Before the 1979 general election both Labour and Tory parties had promised to establish a Welsh language channel, a result of a decade of campaigning by Welsh language activists.
But all too predictably, once the Tories had won power and Thatcher was through the doors of No 10 they reneged on their promise.
Incensed by the decision and motivated by his desire to ensure a future for the language, then Plaid Cymru president Gwynfor Evans said he would embark on a hunger strike unless the government delivered on their manifesto pledge.
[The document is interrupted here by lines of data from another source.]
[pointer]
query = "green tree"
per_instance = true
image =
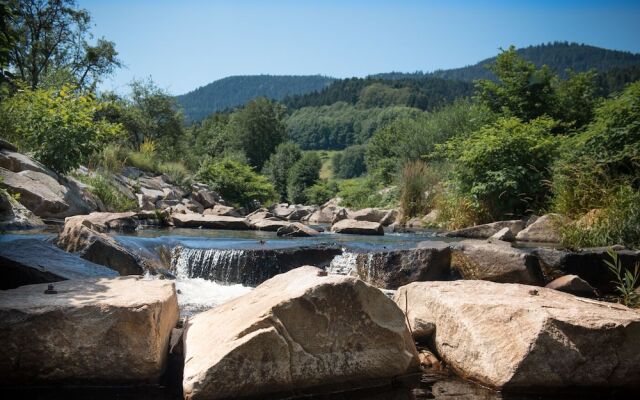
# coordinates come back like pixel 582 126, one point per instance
pixel 59 127
pixel 522 90
pixel 236 182
pixel 279 164
pixel 303 174
pixel 52 35
pixel 505 166
pixel 259 128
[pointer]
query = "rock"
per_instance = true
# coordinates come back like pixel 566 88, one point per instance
pixel 14 215
pixel 297 331
pixel 209 222
pixel 296 229
pixel 572 284
pixel 29 261
pixel 351 226
pixel 221 210
pixel 394 268
pixel 517 337
pixel 206 197
pixel 589 264
pixel 503 235
pixel 106 221
pixel 92 332
pixel 43 195
pixel 543 230
pixel 497 262
pixel 269 224
pixel 78 237
pixel 485 231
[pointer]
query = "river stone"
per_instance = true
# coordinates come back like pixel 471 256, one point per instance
pixel 519 337
pixel 394 268
pixel 295 332
pixel 209 222
pixel 485 231
pixel 296 229
pixel 497 262
pixel 28 261
pixel 98 331
pixel 543 229
pixel 351 226
pixel 14 215
pixel 572 284
pixel 97 247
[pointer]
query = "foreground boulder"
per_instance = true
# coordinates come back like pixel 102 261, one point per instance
pixel 296 332
pixel 352 226
pixel 29 261
pixel 209 222
pixel 485 231
pixel 100 331
pixel 497 262
pixel 395 268
pixel 97 247
pixel 517 337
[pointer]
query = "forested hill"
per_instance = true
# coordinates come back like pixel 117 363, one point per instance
pixel 559 56
pixel 237 90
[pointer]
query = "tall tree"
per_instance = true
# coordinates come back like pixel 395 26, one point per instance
pixel 52 36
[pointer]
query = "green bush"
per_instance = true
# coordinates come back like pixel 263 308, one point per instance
pixel 101 187
pixel 505 167
pixel 59 127
pixel 236 182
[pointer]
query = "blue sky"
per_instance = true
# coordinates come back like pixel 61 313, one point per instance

"Without Gwynfor Evans's hunger strike threat, there would be no S4C. Thatcher was reading Irish history then and feared a Welsh martyr," Labour MP Paul Flynn wrote on Twitter this week.
And Flynn, MP for Newport West, told the Star: "I was up to my neck in broadcasting politics at the time.
"I was acting chairman of the Broadcasting Council for Wales and I resigned because the home secretary announced that there was going to be no fourth channel [for Wales].
"My resignation didn't do any difference. It caused a little stir but the issue was dead, they weren't going to provide the money for the fourth channel and it was then that Gwynfor Evans announced his hunger strike.
"People want to deny it and say it was Thatcher changing her mind, but it wasn't, she changed her mind under duress of the possibility that a figure that had great respect in Wales, by all parties, would die.
"I made a speech at the '88 Eisteddfod about the sacrifice of one man for the channel. I had a very angry letter from one of my Labour colleagues, but this is the truth, this is what really happened."
Despite this Evans's actions aren't without critics.
Tyrone O'Sullivan, who led many strikes in the '70s and '80s, and led a workers buyout of Tower colliery in south Wales, warned today's trade union leaders against relying on individual acts of protest.
"I was doing so much myself in and around that time I would say that I'm not much into the Gwynfor story," he said.
"Martyrs in working-class movements are very rarely remembered and many times the lessons are not learned.
"Being willing to go on strike is definitely the way forward. There is no alternative - if you don't stop the creation of wealth you will not hit the rich and powerful."
But seven years after his death, Evans's passion for his language and for fairness for people around the world still burns brightly.
"You turn if you want to, but the lady's not for turning", Thatcher told the Conservative Party's 1980 conference to her party's delight.
It's a sentence that encapsulates the myth of the "iron lady," but Thatcher's speech came soon after she was forced to back down to Wales's wishes.
And to mark the Tory U-turn some new graffiti appeared near Westminster. It read "Gwynfor 1 Whitelaw 0," - a reference to Thatcher's home secretary William Whitelaw who tried to block the channel's creation.
Justice had been won, Thatcher and her Tories had been beaten and, perhaps inspired by people like Gwynfor Evans, they can be beaten again.